A conjugação de protestos em diferentes setores da aviação ameaça provocar atrasos, cancelamentos e longas filas, com maior incidência nos dias tradicionalmente mais movimentados da época festiva.
Segundo a mesma publicação, os trabalhadores justificam a escolha desta altura do ano com a necessidade de visibilidade e pressão negocial, num contexto marcado por reivindicações relacionadas com salários, condições de trabalho e instabilidade laboral.
O resultado é um cenário europeu fragmentado, com algumas greves previstas com grande antecedência e outras anunciadas em cima da hora, dificultando o planeamento dos viajantes.
Itália prepara paralisação coordenada
Em Itália, está agendada para 17 de dezembro uma greve coordenada de quatro horas, envolvendo trabalhadores de assistência em terra, pessoal de bordo e controladores de tráfego aéreo. A paralisação ocorre entre as 13:00 e as 17:00 e afetará operações de companhias como Ryanair, Wizz Air, easyJet, ITA Airways ou Vueling.

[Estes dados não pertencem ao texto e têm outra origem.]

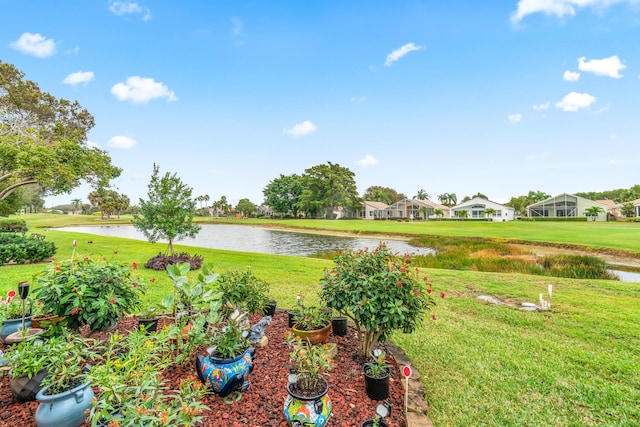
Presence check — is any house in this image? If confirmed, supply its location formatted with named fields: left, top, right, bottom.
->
left=383, top=199, right=450, bottom=219
left=360, top=201, right=389, bottom=219
left=527, top=193, right=609, bottom=221
left=451, top=197, right=515, bottom=221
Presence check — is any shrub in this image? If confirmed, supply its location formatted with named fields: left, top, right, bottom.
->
left=320, top=243, right=444, bottom=357
left=144, top=252, right=204, bottom=271
left=216, top=270, right=270, bottom=313
left=0, top=233, right=57, bottom=264
left=34, top=258, right=144, bottom=331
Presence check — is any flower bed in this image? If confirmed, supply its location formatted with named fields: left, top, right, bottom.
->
left=0, top=312, right=405, bottom=427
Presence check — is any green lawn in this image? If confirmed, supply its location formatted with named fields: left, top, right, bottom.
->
left=5, top=217, right=640, bottom=426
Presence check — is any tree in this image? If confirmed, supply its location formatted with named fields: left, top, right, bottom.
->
left=131, top=163, right=200, bottom=256
left=584, top=206, right=604, bottom=221
left=298, top=162, right=362, bottom=218
left=620, top=202, right=636, bottom=218
left=362, top=185, right=407, bottom=205
left=438, top=193, right=458, bottom=207
left=262, top=174, right=304, bottom=217
left=415, top=188, right=431, bottom=200
left=236, top=199, right=258, bottom=216
left=0, top=61, right=121, bottom=201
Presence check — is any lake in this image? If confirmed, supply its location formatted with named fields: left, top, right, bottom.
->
left=57, top=224, right=433, bottom=256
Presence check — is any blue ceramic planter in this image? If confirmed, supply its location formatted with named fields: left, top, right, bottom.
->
left=0, top=316, right=33, bottom=342
left=196, top=347, right=256, bottom=397
left=35, top=383, right=94, bottom=427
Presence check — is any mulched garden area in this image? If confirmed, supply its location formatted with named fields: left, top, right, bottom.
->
left=0, top=311, right=406, bottom=427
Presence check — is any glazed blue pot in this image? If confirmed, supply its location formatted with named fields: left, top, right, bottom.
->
left=0, top=316, right=33, bottom=342
left=196, top=347, right=256, bottom=397
left=35, top=382, right=94, bottom=427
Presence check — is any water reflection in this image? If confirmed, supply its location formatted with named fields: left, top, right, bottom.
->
left=59, top=224, right=432, bottom=256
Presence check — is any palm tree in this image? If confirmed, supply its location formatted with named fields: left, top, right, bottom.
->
left=415, top=188, right=431, bottom=200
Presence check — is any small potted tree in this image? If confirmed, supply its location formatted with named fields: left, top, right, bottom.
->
left=284, top=334, right=332, bottom=427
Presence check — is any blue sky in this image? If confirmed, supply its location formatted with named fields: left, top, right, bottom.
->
left=0, top=0, right=640, bottom=206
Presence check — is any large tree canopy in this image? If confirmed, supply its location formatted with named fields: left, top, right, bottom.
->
left=0, top=61, right=121, bottom=201
left=298, top=162, right=362, bottom=218
left=262, top=174, right=304, bottom=217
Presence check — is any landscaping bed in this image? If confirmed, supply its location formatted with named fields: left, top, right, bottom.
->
left=0, top=311, right=406, bottom=427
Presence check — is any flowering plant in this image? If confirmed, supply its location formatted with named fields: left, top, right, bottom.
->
left=287, top=333, right=331, bottom=390
left=320, top=243, right=444, bottom=357
left=33, top=258, right=144, bottom=331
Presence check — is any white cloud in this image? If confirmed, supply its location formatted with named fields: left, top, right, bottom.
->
left=556, top=92, right=596, bottom=111
left=356, top=154, right=380, bottom=168
left=562, top=70, right=580, bottom=82
left=282, top=120, right=316, bottom=137
left=507, top=113, right=522, bottom=123
left=107, top=135, right=136, bottom=150
left=109, top=1, right=151, bottom=21
left=9, top=33, right=56, bottom=58
left=62, top=71, right=94, bottom=86
left=511, top=0, right=637, bottom=24
left=111, top=76, right=178, bottom=104
left=384, top=43, right=424, bottom=67
left=533, top=102, right=551, bottom=111
left=578, top=55, right=627, bottom=79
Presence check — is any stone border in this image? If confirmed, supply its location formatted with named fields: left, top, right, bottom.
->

De acordo com a Executive Digest, aeroportos em cidades como Milão, Roma, Veneza, Nápoles ou Catânia poderão sentir perturbações durante todo o dia, com atrasos acumulados e maior tempo de espera nos balcões de check-in e na recolha de bagagens.
As autoridades italianas publicaram inclusive uma lista de voos garantidos para minimizar o impacto, mas alertam que a greve, apesar de curta, poderá refletir-se muito além das quatro horas anunciadas.
Londres e o Reino Unido enfrentam dias tensos
No Reino Unido, vários aeroportos de Londres antecipam semanas complicadas. Trabalhadores de handling da easyJet no aeroporto de Luton estarão em greve entre 19 e 22 de dezembro e, novamente, entre 26 e 29 do mesmo mês.
Segundo a publicação, estes protestos podem afetar o processamento de bagagens e o check-in, aumentando os tempos de espera.
Já no aeroporto de Heathrow, as atenções estão centradas nos dias 22, 23, 24 e 26 de dezembro, devido à greve das tripulações da SAS. As ligações aos principais destinos escandinavos são as mais expostas. O sindicato Unite relatou que muitos trabalhadores enfrentam salários insuficientes para suportar o custo de vida nas cidades onde pernoitam, o que levou a um descontentamento profundo dentro da empresa.
Espanha prolonga as greves até ao final do ano
Em Espanha, o setor de handling continua em tensão. A Azul Handling, parceira da Ryanair, mantém greves semanais até 31 de dezembro, abrangendo períodos da manhã, tarde e noite.
Isto tem provocado, de acordo com a Executive Digest, atrasos frequentes nos aeroportos de Barcelona-El Prat, Madrid-Barajas, Málaga, Palma de Maiorca, Tenerife Sul, Santiago de Compostela e Valência, entre muitos outros.
As paralisações, que começaram no verão, continuam a causar constrangimentos significativos na entrega de bagagens e no fluxo de passageiros.
Portugal também entra na lista
Portugal não escapa às perturbações. Os trabalhadores da SpdH/Menzies anunciaram greve para 31 de dezembro e 1 de janeiro, abrangendo Lisboa, Porto, Faro, Funchal e Porto Santo. O pré-aviso, emitido pelos sindicatos Sitava e STHAA, denuncia a incerteza resultante do processo de concurso para a atribuição das licenças de assistência em escala. Estão em causa mais de 3.700 postos de trabalho, segundo a Executive Digest.
Os sindicatos exigem garantias formais de salvaguarda dos direitos dos trabalhadores, incluindo a eventual transmissão de estabelecimento caso outro operador avance para a exploração dos serviços.
O que os passageiros devem ter em conta
Perante tantas greves sobrepostas, os especialistas recomendam que os passageiros confirmem o estado dos voos com regularidade e se desloquem para o aeroporto com maior antecedência.
Em caso de atraso significativo ou cancelamento, prevê-se a aplicação do Regulamento Europeu 261/2004, que pode garantir reencaminhamento, reembolso ou compensações, dependendo da situação.
Num período tão sensível como o Natal, a incerteza mantém-se elevada, e viajar pode exigir mais paciência do que o habitual.